Unfortunately, I cannot download scivocab using SentenceTransformers, and the transformers.pipelines won't work either, since there is no specified pipeline type.
How do you suggest usage in python?
From here https://github.com/allenai/scibert and there's a .sh to get you started. Something like...
from transformers import *
from transformers import pipeline
classifier = pipeline("sentiment-analysis")
tokenizer = AutoTokenizer.from_pretrained('allenai/scibert_scivocab_uncased')
model = AutoModel.from_pretrained('allenai/scibert_scivocab_uncased')
Thanks. It also works if I skip the pipeline i.e.
from transformers import *
tokenizer = AutoTokenizer.from_pretrained('allenai/scibert_scivocab_uncased')
embed_model = AutoModel.from_pretrained('allenai/scibert_scivocab_uncased')
However, I am unsure if BERTopic is actually using it, or just defaulting to . When I runtopic_model = BERTopic(embedding_model=embed_model, language="english", nr_topics="auto", verbose=True )
topics, probs = topic_model.fit_transform(docs)
the verbose output is:
loading configuration file `.cache\torch\sentence_transformers\sentence-transformers_all-MiniLM-L6-v2\config.json
Model config BertConfig {
"_name_or_path": ".cache\\torch\\sentence_transformers\\sentence-transformers_all-MiniLM-L6-v2\\", "architectures": [
"BertModel"
],
"attention_probs_dropout_prob": 0.1,
"classifier_dropout": null,
"gradient_checkpointing": false,
"hidden_act": "gelu",
"hidden_dropout_prob": 0.1,
"hidden_size": 384,
"initializer_range": 0.02,
"intermediate_size": 1536,
"layer_norm_eps": 1e-12,
"max_position_embeddings": 512,
"model_type": "bert",
"num_attention_heads": 12,
"num_hidden_layers": 6,
"pad_token_id": 0,
"position_embedding_type": "absolute",
"transformers_version": "4.22.2",
"type_vocab_size": 2,
"use_cache": true,
"vocab_size": 30522
}
loading weights file .cache\torch\sentence_transformers\sentence-transformers_all-MiniLM-L6-v2\pytorch_model.bin
All model checkpoint weights were used when initializing BertModel.
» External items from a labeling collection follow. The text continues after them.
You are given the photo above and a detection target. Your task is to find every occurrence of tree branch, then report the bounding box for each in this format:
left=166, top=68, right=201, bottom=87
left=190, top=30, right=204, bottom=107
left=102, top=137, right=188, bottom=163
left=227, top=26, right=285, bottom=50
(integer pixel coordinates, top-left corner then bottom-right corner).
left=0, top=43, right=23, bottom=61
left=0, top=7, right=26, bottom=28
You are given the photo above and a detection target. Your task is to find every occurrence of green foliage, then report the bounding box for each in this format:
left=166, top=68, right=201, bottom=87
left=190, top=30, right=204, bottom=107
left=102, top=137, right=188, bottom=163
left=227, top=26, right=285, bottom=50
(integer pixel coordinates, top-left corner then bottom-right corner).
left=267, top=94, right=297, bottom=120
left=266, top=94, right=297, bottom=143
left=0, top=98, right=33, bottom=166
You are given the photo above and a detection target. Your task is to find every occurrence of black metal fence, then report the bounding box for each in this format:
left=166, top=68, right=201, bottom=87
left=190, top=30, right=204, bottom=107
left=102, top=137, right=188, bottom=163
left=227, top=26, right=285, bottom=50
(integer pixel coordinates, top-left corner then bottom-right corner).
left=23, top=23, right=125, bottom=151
All the weights of BertModel were initialized from the model checkpoint at C:\Users\oskar/.cache\torch\sentence_transformers\sentence-transformers_all-MiniLM-L6-v2\.
THis might of course be an issue in the Bertopic package.
I have downloaded the recommended Tensorflow model from the GitHub ReadMe file. But I am not sure how to use that model in Python now. I am new to using BERT and its derivatives, so any help would be appreciated.